When working through estate issues, it quickly becomes clear that everybody knows a piece of the story, but nobody – other than the deceased – knows the full story. Only by listening to each other – either by sitting across the table from one another or working through a mediator – can all parties learn about the critical pieces that are missing.

Imagine, for example, three siblings whose parent has died. They each expect to receive an equal share of the deceased parent’s estate. They were loved equally by that parent, so why was one willed a larger share? Was it a mistake? Could the parent have been under undue influence or not compos mentis?

Yes, we’ve all laughed at the Smothers Brothers’ “Mom liked you best” comedy skit, but in real life it’s not funny when a child feels slighted by a parent. A skilled mediator will listen to and commiserate with the two angry siblings. Then, with the knowledge and consent of the third sibling, the mediator will share that sibling’s story.

It goes something like this. While the others were managing jobs, families, and lives in distant locations, the third sibling was living nearby, checking on the parent daily, running errands and managing household tasks. She was regularly taking the parent to doctors’ appointments, spending her own money when needed to ensure their comfort and safety. Over the years, this sibling sacrificed both her time and possible job prospects so that her siblings could maintain their lifestyles. The estate allocation was simply intended to rectify that inequity.

When a mediator can help parties understand and accept facts such as these, the path to settlement is usually a smooth one. But there will be times when settlement is out of reach for reasons that have nothing to do with the facts. I once mediated a case in which the issues seemed to be well addressed and on track for resolution, but one of the parties was digging her heels in and refusing to settle.

When I talked with her about this intransigence, she confessed that she genuinely didn’t want the process to end. She and her sister had been estranged for many years, and she feared that once the matter was settled they would go their separate ways, never to interact again. Keeping the dispute unresolved was, to her mind, the best and only way to keep their fragile connection alive.

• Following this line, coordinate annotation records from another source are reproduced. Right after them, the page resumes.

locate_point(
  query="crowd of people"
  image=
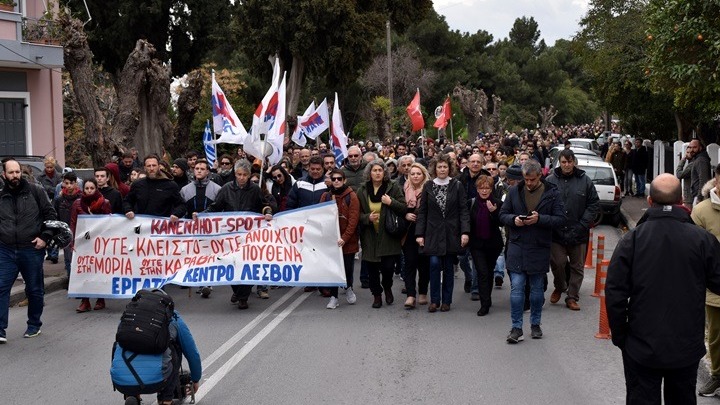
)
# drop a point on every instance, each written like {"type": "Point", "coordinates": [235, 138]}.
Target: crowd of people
{"type": "Point", "coordinates": [420, 209]}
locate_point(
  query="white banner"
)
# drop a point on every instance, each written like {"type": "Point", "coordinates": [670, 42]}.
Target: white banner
{"type": "Point", "coordinates": [114, 257]}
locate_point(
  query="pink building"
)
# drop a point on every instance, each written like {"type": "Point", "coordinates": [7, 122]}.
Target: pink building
{"type": "Point", "coordinates": [31, 59]}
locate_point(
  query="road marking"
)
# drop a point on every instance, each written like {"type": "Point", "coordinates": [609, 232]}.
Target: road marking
{"type": "Point", "coordinates": [210, 383]}
{"type": "Point", "coordinates": [212, 358]}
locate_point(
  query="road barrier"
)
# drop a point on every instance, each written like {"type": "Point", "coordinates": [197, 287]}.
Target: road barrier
{"type": "Point", "coordinates": [600, 257]}
{"type": "Point", "coordinates": [603, 325]}
{"type": "Point", "coordinates": [588, 257]}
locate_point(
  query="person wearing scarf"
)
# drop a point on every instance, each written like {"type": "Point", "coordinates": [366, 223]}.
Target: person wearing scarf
{"type": "Point", "coordinates": [486, 242]}
{"type": "Point", "coordinates": [415, 263]}
{"type": "Point", "coordinates": [91, 202]}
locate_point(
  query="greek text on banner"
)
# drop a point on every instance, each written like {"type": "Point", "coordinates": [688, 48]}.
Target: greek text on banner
{"type": "Point", "coordinates": [114, 257]}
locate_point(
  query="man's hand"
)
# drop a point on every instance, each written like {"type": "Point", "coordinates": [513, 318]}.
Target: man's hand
{"type": "Point", "coordinates": [39, 243]}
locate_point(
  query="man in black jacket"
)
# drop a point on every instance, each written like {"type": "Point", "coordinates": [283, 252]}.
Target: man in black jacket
{"type": "Point", "coordinates": [655, 298]}
{"type": "Point", "coordinates": [581, 204]}
{"type": "Point", "coordinates": [23, 209]}
{"type": "Point", "coordinates": [155, 194]}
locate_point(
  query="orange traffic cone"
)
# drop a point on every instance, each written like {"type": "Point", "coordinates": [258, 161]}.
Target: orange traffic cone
{"type": "Point", "coordinates": [588, 257]}
{"type": "Point", "coordinates": [603, 324]}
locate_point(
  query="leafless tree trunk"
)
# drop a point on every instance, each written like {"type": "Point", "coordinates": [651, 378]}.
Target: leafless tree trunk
{"type": "Point", "coordinates": [78, 62]}
{"type": "Point", "coordinates": [473, 104]}
{"type": "Point", "coordinates": [546, 116]}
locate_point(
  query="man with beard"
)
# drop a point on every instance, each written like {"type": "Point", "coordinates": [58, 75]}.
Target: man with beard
{"type": "Point", "coordinates": [23, 209]}
{"type": "Point", "coordinates": [155, 194]}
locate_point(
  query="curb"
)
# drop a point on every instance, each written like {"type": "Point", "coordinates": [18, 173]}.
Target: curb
{"type": "Point", "coordinates": [52, 284]}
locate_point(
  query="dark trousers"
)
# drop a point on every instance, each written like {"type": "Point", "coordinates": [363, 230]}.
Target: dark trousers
{"type": "Point", "coordinates": [242, 291]}
{"type": "Point", "coordinates": [349, 263]}
{"type": "Point", "coordinates": [484, 262]}
{"type": "Point", "coordinates": [415, 265]}
{"type": "Point", "coordinates": [385, 267]}
{"type": "Point", "coordinates": [643, 383]}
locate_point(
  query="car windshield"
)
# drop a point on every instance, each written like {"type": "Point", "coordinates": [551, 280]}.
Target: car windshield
{"type": "Point", "coordinates": [601, 176]}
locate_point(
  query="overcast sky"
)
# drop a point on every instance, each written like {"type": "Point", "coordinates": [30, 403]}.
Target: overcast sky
{"type": "Point", "coordinates": [557, 19]}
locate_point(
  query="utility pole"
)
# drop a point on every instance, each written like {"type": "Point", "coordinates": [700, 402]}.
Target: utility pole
{"type": "Point", "coordinates": [389, 50]}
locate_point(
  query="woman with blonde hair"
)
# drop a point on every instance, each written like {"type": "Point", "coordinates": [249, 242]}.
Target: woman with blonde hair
{"type": "Point", "coordinates": [415, 263]}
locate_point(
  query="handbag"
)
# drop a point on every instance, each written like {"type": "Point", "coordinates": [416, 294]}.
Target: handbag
{"type": "Point", "coordinates": [396, 226]}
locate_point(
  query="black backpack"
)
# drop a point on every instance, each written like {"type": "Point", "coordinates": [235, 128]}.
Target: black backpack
{"type": "Point", "coordinates": [145, 325]}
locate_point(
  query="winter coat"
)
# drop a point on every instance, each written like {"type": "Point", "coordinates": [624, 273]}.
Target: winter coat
{"type": "Point", "coordinates": [707, 216]}
{"type": "Point", "coordinates": [48, 183]}
{"type": "Point", "coordinates": [379, 243]}
{"type": "Point", "coordinates": [699, 174]}
{"type": "Point", "coordinates": [160, 197]}
{"type": "Point", "coordinates": [655, 290]}
{"type": "Point", "coordinates": [348, 217]}
{"type": "Point", "coordinates": [114, 198]}
{"type": "Point", "coordinates": [22, 214]}
{"type": "Point", "coordinates": [306, 192]}
{"type": "Point", "coordinates": [528, 249]}
{"type": "Point", "coordinates": [581, 204]}
{"type": "Point", "coordinates": [354, 176]}
{"type": "Point", "coordinates": [442, 234]}
{"type": "Point", "coordinates": [493, 244]}
{"type": "Point", "coordinates": [233, 198]}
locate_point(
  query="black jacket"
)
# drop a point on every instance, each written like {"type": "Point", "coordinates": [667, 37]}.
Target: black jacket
{"type": "Point", "coordinates": [22, 212]}
{"type": "Point", "coordinates": [581, 204]}
{"type": "Point", "coordinates": [655, 290]}
{"type": "Point", "coordinates": [114, 198]}
{"type": "Point", "coordinates": [160, 197]}
{"type": "Point", "coordinates": [442, 234]}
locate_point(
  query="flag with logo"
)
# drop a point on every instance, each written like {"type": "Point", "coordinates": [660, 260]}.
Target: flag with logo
{"type": "Point", "coordinates": [210, 152]}
{"type": "Point", "coordinates": [299, 135]}
{"type": "Point", "coordinates": [415, 114]}
{"type": "Point", "coordinates": [225, 121]}
{"type": "Point", "coordinates": [338, 138]}
{"type": "Point", "coordinates": [445, 115]}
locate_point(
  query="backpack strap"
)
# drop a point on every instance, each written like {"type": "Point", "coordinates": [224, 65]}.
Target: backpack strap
{"type": "Point", "coordinates": [128, 361]}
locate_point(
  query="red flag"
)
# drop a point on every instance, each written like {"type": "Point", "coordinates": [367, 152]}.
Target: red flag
{"type": "Point", "coordinates": [441, 121]}
{"type": "Point", "coordinates": [413, 111]}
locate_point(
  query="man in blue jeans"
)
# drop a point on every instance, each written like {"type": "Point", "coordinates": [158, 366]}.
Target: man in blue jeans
{"type": "Point", "coordinates": [531, 210]}
{"type": "Point", "coordinates": [23, 209]}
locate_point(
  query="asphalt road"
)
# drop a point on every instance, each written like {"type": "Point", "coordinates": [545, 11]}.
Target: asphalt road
{"type": "Point", "coordinates": [291, 350]}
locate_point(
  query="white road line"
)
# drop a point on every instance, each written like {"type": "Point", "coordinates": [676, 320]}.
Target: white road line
{"type": "Point", "coordinates": [212, 358]}
{"type": "Point", "coordinates": [210, 383]}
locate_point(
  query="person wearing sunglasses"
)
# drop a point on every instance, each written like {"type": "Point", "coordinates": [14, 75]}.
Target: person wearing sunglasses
{"type": "Point", "coordinates": [348, 217]}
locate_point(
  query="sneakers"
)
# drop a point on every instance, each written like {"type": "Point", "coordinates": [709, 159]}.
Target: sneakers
{"type": "Point", "coordinates": [498, 281]}
{"type": "Point", "coordinates": [350, 296]}
{"type": "Point", "coordinates": [515, 336]}
{"type": "Point", "coordinates": [31, 332]}
{"type": "Point", "coordinates": [535, 332]}
{"type": "Point", "coordinates": [555, 296]}
{"type": "Point", "coordinates": [710, 388]}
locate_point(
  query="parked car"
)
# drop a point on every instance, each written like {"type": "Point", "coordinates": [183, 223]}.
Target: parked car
{"type": "Point", "coordinates": [607, 186]}
{"type": "Point", "coordinates": [586, 143]}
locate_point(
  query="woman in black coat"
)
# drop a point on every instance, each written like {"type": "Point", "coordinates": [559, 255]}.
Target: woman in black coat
{"type": "Point", "coordinates": [442, 228]}
{"type": "Point", "coordinates": [486, 242]}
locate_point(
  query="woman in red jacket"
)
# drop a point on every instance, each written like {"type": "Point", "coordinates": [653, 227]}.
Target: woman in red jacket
{"type": "Point", "coordinates": [349, 215]}
{"type": "Point", "coordinates": [93, 203]}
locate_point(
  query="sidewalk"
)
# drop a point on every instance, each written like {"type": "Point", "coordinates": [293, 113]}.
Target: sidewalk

Clearly, resolving estate disputes calls for a high degree of empathy, as well as a willingness to listen and read between the lines. It also calls for a recognition that nobody will leave the process happy. A loved one has died, and nobody will get exactly what they want from the estate. But when the threads of that relationship cloth have been pulled out, examined, and fully appreciated the resulting tapestry can have a rich texture and depth.